Men adore women who go to dinner and actually eat. They want someone who will support them, love their mum and not expect them to give up their mates or spend every Saturday afternoon shopping.

In addition? Men want sex; lots and lots of sex. They never want to hear the words ‘Not tonight darling, I have a headache’. Ever.

A woman waits motionless until she is wooed. Much how a spider waits for a fly.

GEORGE BERNARD SHAW

Ok, now for the gentlemen. What attracts us ladies to men? Good looks are clearly a consideration, but we are not expecting you to look like a movie star. That said, grooming is paramount, we want you to look and smell good. Aftershave should definitely be in evidence, but not so much that we are asphyxiated.

Women have a bit of a thing about men’s shoes, my advice is buy the best you can afford and keep ’em polished. Lots of women say a good sense of humour is imperative, make us laugh and it would seem you are home free.

Bottoms came up, a lot. We girls apparently have a bit of a thing for your pert buns, almost as much as we like kind eyes but not as much as we value that old chestnut Good Manners. We like it when men open doors for us, pay for dinner on a first date and talk to our faces rather than our cleavage. We like it when you have orderly, tidy homes and when you listen, really listen, to what we are saying. If we do tell you our problems we don’t expect you to fix them, just listen.

Gentlemen, it’s better for all concerned that you don’t go on and on about football, your bitch/angel/goddess (whichever fits) ex or drone on and on about work. We know you work hard. We do too.

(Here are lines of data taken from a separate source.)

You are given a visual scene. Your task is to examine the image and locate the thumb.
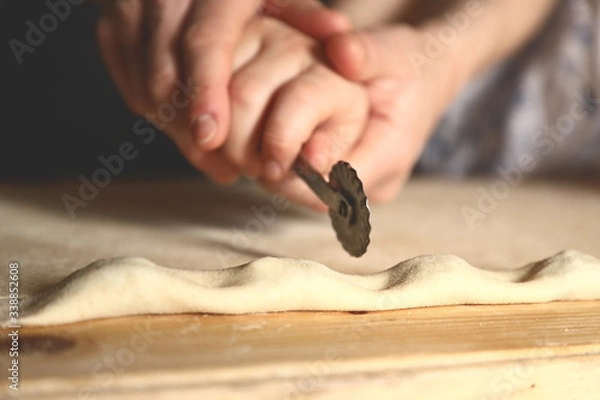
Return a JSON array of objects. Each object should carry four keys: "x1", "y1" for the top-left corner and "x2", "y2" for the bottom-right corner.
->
[
  {"x1": 262, "y1": 0, "x2": 352, "y2": 40},
  {"x1": 325, "y1": 25, "x2": 422, "y2": 82}
]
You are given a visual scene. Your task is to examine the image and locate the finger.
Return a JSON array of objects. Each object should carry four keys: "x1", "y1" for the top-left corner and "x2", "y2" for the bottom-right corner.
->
[
  {"x1": 186, "y1": 150, "x2": 240, "y2": 185},
  {"x1": 144, "y1": 0, "x2": 191, "y2": 107},
  {"x1": 108, "y1": 0, "x2": 149, "y2": 115},
  {"x1": 347, "y1": 118, "x2": 418, "y2": 201},
  {"x1": 263, "y1": 0, "x2": 352, "y2": 39},
  {"x1": 325, "y1": 26, "x2": 423, "y2": 82},
  {"x1": 261, "y1": 66, "x2": 366, "y2": 181},
  {"x1": 260, "y1": 175, "x2": 328, "y2": 212},
  {"x1": 223, "y1": 28, "x2": 306, "y2": 177},
  {"x1": 183, "y1": 0, "x2": 259, "y2": 150}
]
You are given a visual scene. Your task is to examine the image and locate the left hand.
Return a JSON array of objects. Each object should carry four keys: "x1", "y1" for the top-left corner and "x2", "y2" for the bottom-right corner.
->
[{"x1": 327, "y1": 25, "x2": 452, "y2": 202}]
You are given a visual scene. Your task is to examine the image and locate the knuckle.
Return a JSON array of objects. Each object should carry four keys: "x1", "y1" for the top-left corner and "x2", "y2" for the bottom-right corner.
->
[
  {"x1": 112, "y1": 0, "x2": 142, "y2": 23},
  {"x1": 229, "y1": 78, "x2": 262, "y2": 106},
  {"x1": 263, "y1": 121, "x2": 290, "y2": 157},
  {"x1": 147, "y1": 66, "x2": 176, "y2": 102},
  {"x1": 183, "y1": 21, "x2": 231, "y2": 49},
  {"x1": 283, "y1": 78, "x2": 319, "y2": 107}
]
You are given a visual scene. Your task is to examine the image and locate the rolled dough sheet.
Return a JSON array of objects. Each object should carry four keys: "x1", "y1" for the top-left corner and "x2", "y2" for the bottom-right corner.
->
[{"x1": 3, "y1": 251, "x2": 600, "y2": 325}]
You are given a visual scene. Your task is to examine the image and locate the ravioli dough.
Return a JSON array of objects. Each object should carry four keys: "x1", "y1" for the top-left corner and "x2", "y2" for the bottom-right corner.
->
[{"x1": 4, "y1": 251, "x2": 600, "y2": 325}]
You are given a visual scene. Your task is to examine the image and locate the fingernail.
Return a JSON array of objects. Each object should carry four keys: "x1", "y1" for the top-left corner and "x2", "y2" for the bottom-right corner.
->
[
  {"x1": 348, "y1": 34, "x2": 365, "y2": 61},
  {"x1": 312, "y1": 154, "x2": 327, "y2": 172},
  {"x1": 192, "y1": 114, "x2": 217, "y2": 146},
  {"x1": 265, "y1": 161, "x2": 283, "y2": 181}
]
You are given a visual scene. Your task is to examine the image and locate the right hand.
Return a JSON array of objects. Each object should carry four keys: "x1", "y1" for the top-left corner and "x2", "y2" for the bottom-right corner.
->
[{"x1": 97, "y1": 0, "x2": 349, "y2": 183}]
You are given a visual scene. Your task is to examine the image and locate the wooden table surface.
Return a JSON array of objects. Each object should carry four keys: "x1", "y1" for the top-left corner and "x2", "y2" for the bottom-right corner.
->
[
  {"x1": 0, "y1": 180, "x2": 600, "y2": 400},
  {"x1": 0, "y1": 301, "x2": 600, "y2": 400}
]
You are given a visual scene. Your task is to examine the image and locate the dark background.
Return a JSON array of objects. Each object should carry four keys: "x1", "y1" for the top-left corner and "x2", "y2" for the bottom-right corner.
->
[{"x1": 0, "y1": 0, "x2": 196, "y2": 180}]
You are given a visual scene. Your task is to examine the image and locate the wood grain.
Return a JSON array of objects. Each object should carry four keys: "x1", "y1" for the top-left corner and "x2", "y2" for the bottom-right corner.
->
[{"x1": 0, "y1": 301, "x2": 600, "y2": 399}]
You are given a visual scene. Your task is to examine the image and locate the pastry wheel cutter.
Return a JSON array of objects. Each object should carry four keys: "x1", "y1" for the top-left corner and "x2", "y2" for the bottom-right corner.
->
[{"x1": 293, "y1": 157, "x2": 371, "y2": 257}]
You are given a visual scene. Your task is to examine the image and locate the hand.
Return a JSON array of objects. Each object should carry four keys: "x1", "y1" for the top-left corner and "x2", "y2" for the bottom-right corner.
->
[
  {"x1": 327, "y1": 25, "x2": 452, "y2": 202},
  {"x1": 97, "y1": 0, "x2": 349, "y2": 182},
  {"x1": 220, "y1": 18, "x2": 368, "y2": 209}
]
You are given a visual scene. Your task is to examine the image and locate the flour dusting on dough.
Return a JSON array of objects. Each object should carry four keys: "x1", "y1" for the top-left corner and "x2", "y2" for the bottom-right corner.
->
[{"x1": 3, "y1": 251, "x2": 600, "y2": 325}]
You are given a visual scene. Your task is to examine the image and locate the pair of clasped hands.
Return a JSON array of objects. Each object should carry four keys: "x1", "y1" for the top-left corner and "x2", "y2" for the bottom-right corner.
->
[{"x1": 98, "y1": 0, "x2": 446, "y2": 210}]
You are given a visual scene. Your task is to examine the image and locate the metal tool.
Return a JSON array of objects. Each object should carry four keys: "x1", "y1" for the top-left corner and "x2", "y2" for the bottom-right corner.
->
[{"x1": 293, "y1": 157, "x2": 371, "y2": 257}]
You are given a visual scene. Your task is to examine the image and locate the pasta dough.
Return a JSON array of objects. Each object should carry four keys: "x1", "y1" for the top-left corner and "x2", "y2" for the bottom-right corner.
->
[{"x1": 4, "y1": 251, "x2": 600, "y2": 325}]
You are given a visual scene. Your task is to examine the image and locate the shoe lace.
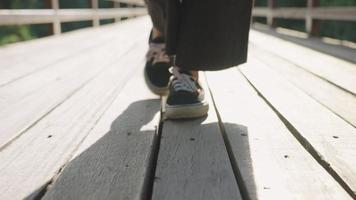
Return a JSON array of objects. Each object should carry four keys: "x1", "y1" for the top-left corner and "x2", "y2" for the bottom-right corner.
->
[
  {"x1": 169, "y1": 67, "x2": 198, "y2": 92},
  {"x1": 146, "y1": 43, "x2": 170, "y2": 64}
]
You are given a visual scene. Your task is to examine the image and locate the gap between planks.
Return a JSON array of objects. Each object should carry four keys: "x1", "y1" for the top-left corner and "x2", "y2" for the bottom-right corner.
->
[{"x1": 240, "y1": 60, "x2": 356, "y2": 198}]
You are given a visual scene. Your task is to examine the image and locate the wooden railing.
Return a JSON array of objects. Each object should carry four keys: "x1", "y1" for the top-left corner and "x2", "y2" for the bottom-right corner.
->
[
  {"x1": 0, "y1": 0, "x2": 147, "y2": 35},
  {"x1": 253, "y1": 0, "x2": 356, "y2": 35}
]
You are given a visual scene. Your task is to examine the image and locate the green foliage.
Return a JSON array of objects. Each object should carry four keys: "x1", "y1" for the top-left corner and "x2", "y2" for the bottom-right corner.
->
[{"x1": 255, "y1": 0, "x2": 356, "y2": 42}]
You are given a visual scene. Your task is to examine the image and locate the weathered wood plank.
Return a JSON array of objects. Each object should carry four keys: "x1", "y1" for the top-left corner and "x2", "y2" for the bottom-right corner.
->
[
  {"x1": 250, "y1": 30, "x2": 356, "y2": 95},
  {"x1": 0, "y1": 20, "x2": 149, "y2": 150},
  {"x1": 43, "y1": 70, "x2": 160, "y2": 200},
  {"x1": 152, "y1": 76, "x2": 241, "y2": 200},
  {"x1": 207, "y1": 68, "x2": 351, "y2": 200},
  {"x1": 0, "y1": 35, "x2": 149, "y2": 199},
  {"x1": 241, "y1": 58, "x2": 356, "y2": 198},
  {"x1": 0, "y1": 17, "x2": 148, "y2": 87},
  {"x1": 250, "y1": 46, "x2": 356, "y2": 127}
]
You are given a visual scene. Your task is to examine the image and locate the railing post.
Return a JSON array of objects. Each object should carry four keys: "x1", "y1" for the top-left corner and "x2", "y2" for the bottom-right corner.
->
[
  {"x1": 267, "y1": 0, "x2": 277, "y2": 27},
  {"x1": 305, "y1": 0, "x2": 320, "y2": 36},
  {"x1": 51, "y1": 0, "x2": 62, "y2": 35},
  {"x1": 91, "y1": 0, "x2": 100, "y2": 27},
  {"x1": 114, "y1": 1, "x2": 121, "y2": 22}
]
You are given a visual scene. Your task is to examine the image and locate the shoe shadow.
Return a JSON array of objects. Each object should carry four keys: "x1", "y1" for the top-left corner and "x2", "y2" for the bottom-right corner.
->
[{"x1": 25, "y1": 99, "x2": 256, "y2": 200}]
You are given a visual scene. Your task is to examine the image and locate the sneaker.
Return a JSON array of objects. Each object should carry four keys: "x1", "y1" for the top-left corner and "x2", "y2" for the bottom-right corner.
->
[
  {"x1": 165, "y1": 67, "x2": 209, "y2": 119},
  {"x1": 144, "y1": 34, "x2": 171, "y2": 95}
]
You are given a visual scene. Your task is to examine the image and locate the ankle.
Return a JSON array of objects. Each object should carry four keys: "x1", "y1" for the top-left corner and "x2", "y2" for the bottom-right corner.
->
[
  {"x1": 152, "y1": 27, "x2": 163, "y2": 39},
  {"x1": 189, "y1": 71, "x2": 199, "y2": 80}
]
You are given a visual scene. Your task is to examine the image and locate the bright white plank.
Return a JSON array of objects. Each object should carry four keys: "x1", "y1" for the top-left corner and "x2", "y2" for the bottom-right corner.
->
[
  {"x1": 207, "y1": 68, "x2": 351, "y2": 200},
  {"x1": 241, "y1": 58, "x2": 356, "y2": 198},
  {"x1": 0, "y1": 17, "x2": 149, "y2": 147},
  {"x1": 250, "y1": 30, "x2": 356, "y2": 95},
  {"x1": 250, "y1": 46, "x2": 356, "y2": 127},
  {"x1": 0, "y1": 33, "x2": 149, "y2": 199},
  {"x1": 43, "y1": 70, "x2": 160, "y2": 200},
  {"x1": 0, "y1": 17, "x2": 148, "y2": 87}
]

Oh, I nearly forgot, we love that you can cook but please don’t do it as well as us.

Men don’t live well by themselves. They don’t even live like people. They live like bears with furniture.

RUTH RUDNER

Men are having a hard time these days but, conversely, women have never had it so good. (I think.) Apparently we live in an age where Women Can Have It All. But as much as we do want it all, we don’t want to lose our femininity and we still want our man to be a real man, even if we are earning more than you and are perfectly capable of changing a fan belt whilst knocking up dinner for ten.

But, and there’s always a but, in behaving like the strong, silent, dependable men we yearn for, you must be strong but not too strong. God forbid we should feel patronised or controlled, but there again God help you should you display any sign of weakness. (Understand why I’m feeling a bit sorry for them?)

Gentlemen, we don’t want to wear the trousers but we don’t want you to wear them either, couldn’t we just take a leg each?

Yup, women really can have it all. The job, the kids, the holidays, the money, the perfect relationship, the perfect body, new boobs and smooth botoxed skin that will never age and the most significant validation of all, a trouser leg. It’s just that sometimes it’s exhausting and we just want a cuddle. And a chocolate biscuit.

Intuition is the strange instinct that tells a woman she’s right, whether she is or not.